Labour

Question 1

What is term delivery?

Answer 1

37-41 weeks gestational age (since LMP)

Question 2

What is birth?

Answer 2

The final phase of pregnancy

Question 3

What is pre-term delivery? What are the 4 organ system affected by preterm birth?

Answer 3

22-37 weeks gestational age (since LMP)

• lungs, the digestive system, the immune system and the brain develop late in pregnancy so are affected

Question 4

What is very pre-term delivery?

Answer 4

28-32 weeks gestational age (since LMP)

Question 5

Outline the stages of pregnancy up to labour.

Answer 5

Not in labour (~39 weeks)

Latent stage (~8 weeks)

Labour (12-48 hours)

Question 6

What are the key tissues involved in labour?

Answer 6

1. Cervix
2. Myometrium
3. Foetal membranes

Question 7

Summarise the main biochemical processes of labour (endocrine, inflamm)

Answer 7

KEY REGULATOR = NFkB

Foetal membranes - Waters breaking

• Inflammatory process
• PGs, ILs, MMPs

Cervix dilation - effacement, ripening

• Prostaglandin E2, interleukin-8, MMPs

Myometrium

• Increased contraction associated proteins
• Increased oxytocin receptors
• PGF2a (E2) levels increased from foetal membranes

Question 8

How is the cervix assessed before the onset of labour?

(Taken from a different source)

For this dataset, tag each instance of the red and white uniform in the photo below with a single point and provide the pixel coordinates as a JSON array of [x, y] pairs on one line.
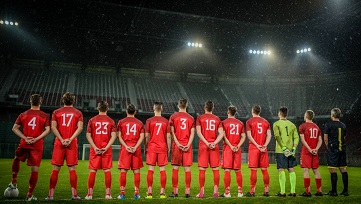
[[209, 124], [101, 127], [258, 127], [130, 129], [33, 123], [233, 129], [157, 151], [183, 124], [67, 119], [311, 134]]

Summarise how examination of the cervix is used to assess the progress of labour.

Answer 8

Bishop’s score

• Pre-labour scoring system to assist in predicting whether induction of labour will be required
• Also used to assess likelihood of spontaneous preterm delivery

Total score calculated by assessing 5 components on manual vaginal examination:

1. Cervical dilation in cm
2. Cervical effacement as %
3. Cervical consistency
4. Cervical position
5. Foetal station - position of foetal head in relation to pelvic bones

Call PEDS For Parturition! = Cervical Position, Effacement, Dilation, Softness; Foetal Station

Question 9

What are the 3 stages of labour?

Answer 9

Phase 1 - longest stage (10-15 hrs) - onset of (1) coordinated myometrial contractions (2) cervical ripening, effacement and until full dilation (10cm)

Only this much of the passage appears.